Customer demand for international travel has fallen significantly. Accordingly, we plan to reduce our international capacity by an additional 5 percent from what we announced in March, for a 15 percent total reduction in international capacity. This fall's capacity reductions will target routes that have experienced losses in the current economic climate and with higher fuel prices, including:
* Suspending nonstop service from Atlanta to Seoul and Shanghai and instead routing customers for these flights over Detroit or Tokyo, or on nonstop SkyTeam partner flights.

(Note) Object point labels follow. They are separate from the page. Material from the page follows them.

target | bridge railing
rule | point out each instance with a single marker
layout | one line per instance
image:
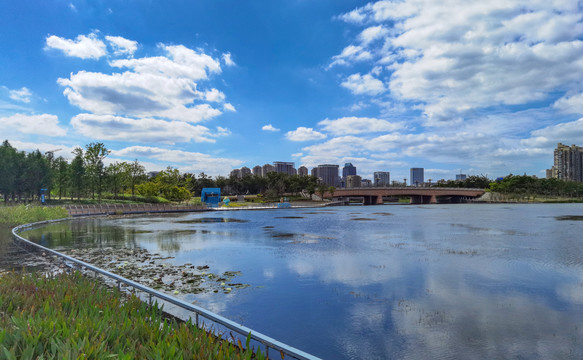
(266, 341)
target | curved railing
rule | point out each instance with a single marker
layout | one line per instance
(265, 340)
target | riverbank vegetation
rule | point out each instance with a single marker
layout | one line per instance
(24, 214)
(68, 316)
(523, 187)
(86, 179)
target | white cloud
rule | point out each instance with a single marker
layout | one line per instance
(351, 54)
(357, 125)
(122, 46)
(22, 95)
(84, 46)
(269, 127)
(109, 127)
(570, 104)
(304, 134)
(157, 87)
(568, 132)
(194, 162)
(480, 55)
(221, 131)
(44, 124)
(229, 107)
(180, 62)
(365, 84)
(214, 95)
(61, 150)
(228, 60)
(372, 33)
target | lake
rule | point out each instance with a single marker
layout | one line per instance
(466, 281)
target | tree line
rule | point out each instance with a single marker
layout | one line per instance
(85, 176)
(520, 186)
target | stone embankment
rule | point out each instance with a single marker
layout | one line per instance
(123, 209)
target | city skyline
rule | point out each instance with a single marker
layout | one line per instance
(216, 86)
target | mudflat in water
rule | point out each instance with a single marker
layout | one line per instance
(399, 282)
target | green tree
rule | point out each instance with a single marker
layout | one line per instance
(116, 176)
(61, 175)
(95, 153)
(135, 173)
(77, 173)
(8, 166)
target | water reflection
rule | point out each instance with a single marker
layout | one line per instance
(403, 282)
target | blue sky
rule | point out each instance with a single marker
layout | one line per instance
(211, 85)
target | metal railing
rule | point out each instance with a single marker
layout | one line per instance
(118, 209)
(265, 340)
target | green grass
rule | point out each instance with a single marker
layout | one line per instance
(72, 317)
(24, 214)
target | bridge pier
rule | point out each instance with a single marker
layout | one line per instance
(373, 200)
(423, 199)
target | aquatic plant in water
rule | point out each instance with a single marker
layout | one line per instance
(72, 317)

* Suspending nonstop flights from Cincinnati to Frankfurt and London-Gatwick. Cincinnati customers will still be able to reach these and many other international destinations via our other European gateways.
* Suspending nonstop service between New York-JFK and Edinburgh.
* Reducing weekly frequencies connecting Atlanta and Detroit to Mexico City and postponing some previously planned seasonal service between non-hub cities and Mexican beach destinations due to the impact of the H1N1 virus on customers' travel plans.
In keeping with our long-term business plan, we continue to grow the global footprint that is a cornerstone of our successful strategy. While we must reduce capacity this year, our international capacity this fall will still be more than 20 percent larger than it was before our global expansion began in 2005, and we are adding more than 20 new markets to our international network in 2009, including:
* Los Angeles-Sydney
* Salt Lake City-Tokyo
* New York-Prague
By leveraging the unique strengths of our network, hub structure and alliances, we continue to provide the most travel options for our customers. Additional details of network changes are available on DeltaNet.
The additional capacity reductions mean we again must reassess staffing needs. While the challenges of the current environment preclude us from making guarantees, our goal remains to avoid any involuntary furloughs of frontline employees.
We will not allow the economy to negatively affect our merger integration - in fact, the current environment gives additional urgency to accelerate our efforts. You will see us move more quickly to rebrand and consolidate facilities, repaint aircraft and ramp-up our frontline training activities. ..."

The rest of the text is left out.